Mary W. Rowe is the CEO of the Canadian Urban Institute, and Karen Chapple is the director of the School of Cities at the University of Toronto. The two organizations recently released new research that details the challenges communities of all sizes are facing.
For most of us living in Canada, hardly a day goes by without noticing the fraying infrastructure – roads, bridges, libraries, health care facilities, etc. – that we depend on every day. Infrastructure may not be the most glamorous topic of conversation, but if we don’t step up our investments, and soon, the risks to our quality of life and democracy will be huge.
From sewers to transit lines to schools, many of the assets that make our daily lives work were built more than half a century ago. Since then, Canada’s population has tripled, far outpacing infrastructure investment.
The gap is plain to see in our housing crisis. In many communities, we are failing to provide both homes and the other necessary ingredients for life, such as water mains, sidewalks and broadband.
The infrastructure deficit in Canada is conservatively estimated to be as high as $270-billion. But that’s just to maintain what we already have. It does not account for what we need to be investing for the future.
Canada desperately needs more rigorous research on our massive and growing nationwide infrastructure deficit, to spur more effective policy-making and investment prioritization.
There is a lot at stake. Increasing economic polarization between the places getting by and those falling further behind. Transit services, highways and bridges deteriorating, while severe weather events push systems to their limit. And mounting social discontent as community institutions that traditionally provide services and opportunities for immigrants, young people and the elderly face cutbacks.
Failing infrastructure equals failed democracy.
In the last century, governments across the Western world became nation-builders – and started by building infrastructure. After the Second World War, Canada invested heavily in public works, peaking at about 3 per cent of GDP in the late 1950s. But this figure dipped to just 1.5 per cent in the last part of the century, leaving a deficit we are still digging ourselves out of today, despite increased spending over the past 20 years.
There are additional constraints, such as large public-sector debt and new pressures such as climate change. Investing in infrastructure, however, is the gift that keeps on giving. It creates high-value jobs and a significant return on investment.
The challenge in 2024 is that no order of government can go it alone. We need multijurisdictional partnerships and new forms of partnerships with the private sector and institutional investors. The recently announced Canadian Infrastructure Council is a start, but it can’t just be advisory. The countries that are planning and building infrastructure most efficiently – Australia, New Zealand and the U.K. – couple their independent national commissions with intergovernmental and private-sector co-ordination, mandates and long-term planning.

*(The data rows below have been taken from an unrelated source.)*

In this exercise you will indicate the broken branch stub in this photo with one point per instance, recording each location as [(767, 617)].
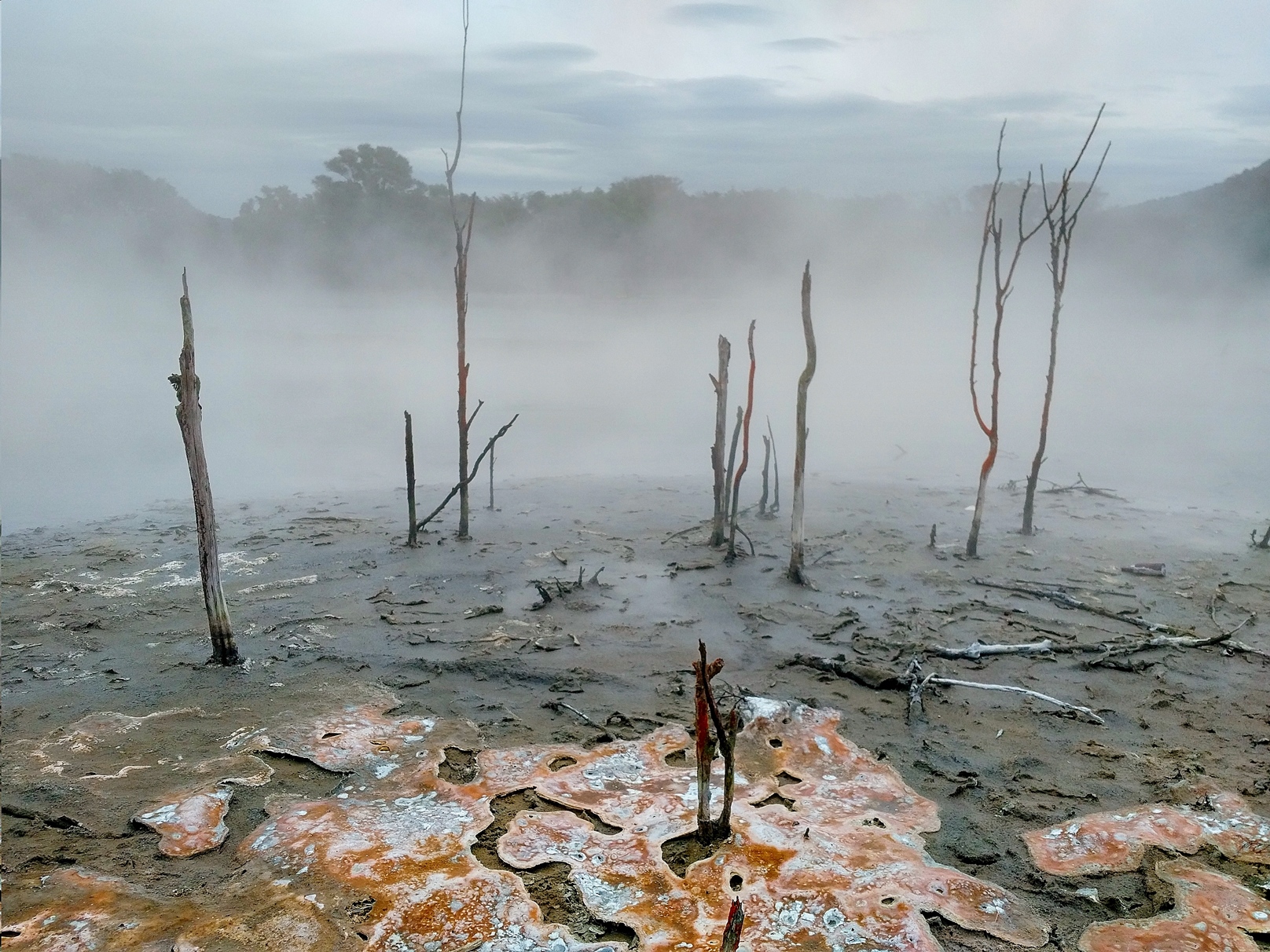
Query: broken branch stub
[(189, 416)]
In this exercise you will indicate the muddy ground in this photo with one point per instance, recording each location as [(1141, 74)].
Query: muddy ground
[(327, 601)]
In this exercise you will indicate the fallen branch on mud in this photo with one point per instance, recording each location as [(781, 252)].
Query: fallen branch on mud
[(472, 476), (978, 650), (912, 680), (1066, 601), (1082, 486), (562, 706), (1010, 688)]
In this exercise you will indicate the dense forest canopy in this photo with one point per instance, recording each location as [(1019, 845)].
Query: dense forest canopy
[(369, 220)]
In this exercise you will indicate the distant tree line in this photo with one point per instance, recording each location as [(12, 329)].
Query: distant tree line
[(369, 221)]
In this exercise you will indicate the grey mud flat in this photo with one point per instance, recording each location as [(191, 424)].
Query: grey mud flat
[(327, 601)]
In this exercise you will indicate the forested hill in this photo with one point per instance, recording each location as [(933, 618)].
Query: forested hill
[(369, 221)]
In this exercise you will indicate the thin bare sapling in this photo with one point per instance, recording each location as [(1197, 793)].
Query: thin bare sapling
[(413, 537), (721, 387), (463, 243), (1004, 276), (804, 381), (472, 476), (1062, 212)]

The other challenge is jurisdictional. In 1955, local governments owned just 20 per cent of Canada’s infrastructure. Today, that figure is more than half, which has created a ridiculously unsustainable financial burden on any order of government relying principally on property taxes as its source of revenue.
This long-insufficient arrangement is like trying to put your kid through university on the money you earned from your childhood paper route. We need a new arrangement, one that sets out an effective and accountable balance between money and responsibilities.

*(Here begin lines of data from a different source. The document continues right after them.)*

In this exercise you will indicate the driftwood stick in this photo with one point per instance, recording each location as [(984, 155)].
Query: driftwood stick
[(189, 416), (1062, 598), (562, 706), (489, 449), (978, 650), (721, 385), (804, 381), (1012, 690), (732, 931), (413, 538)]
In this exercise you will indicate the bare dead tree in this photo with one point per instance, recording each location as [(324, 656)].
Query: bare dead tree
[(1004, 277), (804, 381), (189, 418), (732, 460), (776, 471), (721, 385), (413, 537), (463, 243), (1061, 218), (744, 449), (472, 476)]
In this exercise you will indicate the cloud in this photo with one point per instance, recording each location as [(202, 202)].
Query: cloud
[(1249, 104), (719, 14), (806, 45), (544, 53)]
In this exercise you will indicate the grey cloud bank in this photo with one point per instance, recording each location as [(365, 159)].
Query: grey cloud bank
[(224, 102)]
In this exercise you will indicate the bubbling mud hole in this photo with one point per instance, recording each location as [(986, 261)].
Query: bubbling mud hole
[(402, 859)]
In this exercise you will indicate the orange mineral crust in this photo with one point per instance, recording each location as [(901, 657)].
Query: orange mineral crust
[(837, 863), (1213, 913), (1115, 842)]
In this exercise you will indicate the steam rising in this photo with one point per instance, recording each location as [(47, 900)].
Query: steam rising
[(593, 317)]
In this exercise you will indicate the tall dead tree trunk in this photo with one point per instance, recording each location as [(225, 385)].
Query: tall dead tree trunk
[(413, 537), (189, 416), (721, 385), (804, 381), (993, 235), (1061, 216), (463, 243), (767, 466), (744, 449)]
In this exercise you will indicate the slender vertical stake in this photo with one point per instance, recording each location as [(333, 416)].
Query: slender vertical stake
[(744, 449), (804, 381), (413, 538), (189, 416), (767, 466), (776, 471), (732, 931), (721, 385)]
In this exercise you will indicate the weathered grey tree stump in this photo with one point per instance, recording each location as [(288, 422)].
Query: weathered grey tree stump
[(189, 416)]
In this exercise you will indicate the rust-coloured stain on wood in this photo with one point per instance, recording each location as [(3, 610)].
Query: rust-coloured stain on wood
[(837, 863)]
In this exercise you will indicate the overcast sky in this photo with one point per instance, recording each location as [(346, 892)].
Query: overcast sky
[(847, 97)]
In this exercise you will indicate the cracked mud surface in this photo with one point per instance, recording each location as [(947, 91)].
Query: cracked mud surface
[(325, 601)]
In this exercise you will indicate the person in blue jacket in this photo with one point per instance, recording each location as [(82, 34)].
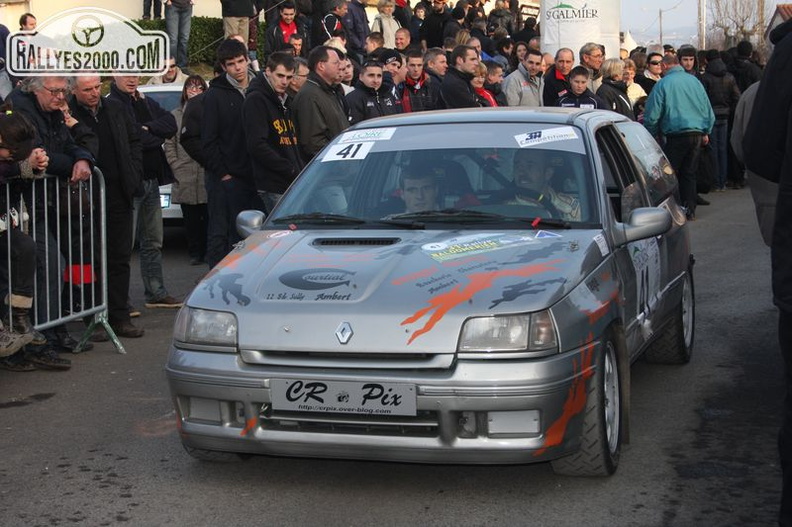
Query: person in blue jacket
[(679, 110)]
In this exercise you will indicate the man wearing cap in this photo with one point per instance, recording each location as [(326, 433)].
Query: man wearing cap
[(394, 74), (457, 92), (433, 27), (455, 25), (592, 56)]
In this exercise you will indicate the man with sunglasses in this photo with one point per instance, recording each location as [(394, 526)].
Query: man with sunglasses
[(652, 73), (174, 75), (120, 158), (41, 99)]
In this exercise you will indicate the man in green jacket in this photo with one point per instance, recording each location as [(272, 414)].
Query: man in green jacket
[(679, 110), (319, 108)]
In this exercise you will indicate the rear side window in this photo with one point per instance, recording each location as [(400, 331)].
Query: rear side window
[(651, 161)]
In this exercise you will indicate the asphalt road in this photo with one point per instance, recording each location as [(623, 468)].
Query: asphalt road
[(98, 445)]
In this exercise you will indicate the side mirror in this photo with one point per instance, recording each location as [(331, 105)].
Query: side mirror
[(644, 222), (249, 221)]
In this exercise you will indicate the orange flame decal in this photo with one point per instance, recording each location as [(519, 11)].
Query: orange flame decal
[(442, 304), (575, 402)]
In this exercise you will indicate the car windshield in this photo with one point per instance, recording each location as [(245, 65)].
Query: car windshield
[(433, 176)]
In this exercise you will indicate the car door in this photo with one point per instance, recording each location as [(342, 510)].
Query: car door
[(640, 262), (654, 169)]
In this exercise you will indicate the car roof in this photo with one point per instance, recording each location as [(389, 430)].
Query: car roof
[(160, 87), (568, 116)]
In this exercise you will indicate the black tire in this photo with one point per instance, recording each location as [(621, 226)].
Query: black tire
[(600, 443), (675, 344), (213, 456)]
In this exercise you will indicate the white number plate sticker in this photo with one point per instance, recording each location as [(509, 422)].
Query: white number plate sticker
[(371, 398), (348, 152)]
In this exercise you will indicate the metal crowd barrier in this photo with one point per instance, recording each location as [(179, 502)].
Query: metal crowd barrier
[(68, 224)]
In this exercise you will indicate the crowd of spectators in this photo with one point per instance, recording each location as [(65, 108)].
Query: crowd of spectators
[(237, 141)]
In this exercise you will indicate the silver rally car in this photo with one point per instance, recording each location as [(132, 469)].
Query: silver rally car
[(444, 287)]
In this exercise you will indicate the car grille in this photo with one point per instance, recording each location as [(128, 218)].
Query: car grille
[(387, 361), (367, 242), (425, 424)]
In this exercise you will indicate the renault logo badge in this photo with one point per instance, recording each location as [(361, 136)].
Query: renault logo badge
[(344, 332)]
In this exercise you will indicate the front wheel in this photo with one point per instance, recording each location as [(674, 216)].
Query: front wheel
[(600, 443)]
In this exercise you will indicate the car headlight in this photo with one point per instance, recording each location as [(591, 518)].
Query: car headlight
[(205, 328), (509, 333)]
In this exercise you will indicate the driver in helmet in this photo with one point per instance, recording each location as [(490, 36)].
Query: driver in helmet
[(532, 173)]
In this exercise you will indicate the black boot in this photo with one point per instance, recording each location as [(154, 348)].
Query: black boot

We need to figure out how we can most efficiently and equitably meet the demands of a diverse population and optimally pay for infrastructure upkeep and expansion, through taxes, user fees or both.
Finally, we must transition from our current ad hoc approach to a more strategic alignment that addresses present and future needs. This includes adapting to a changing climate, enhancing economic competitiveness, fostering complete communities and upholding democratic values. By doing so, we can ensure a resilient, prosperous and inclusive future for all.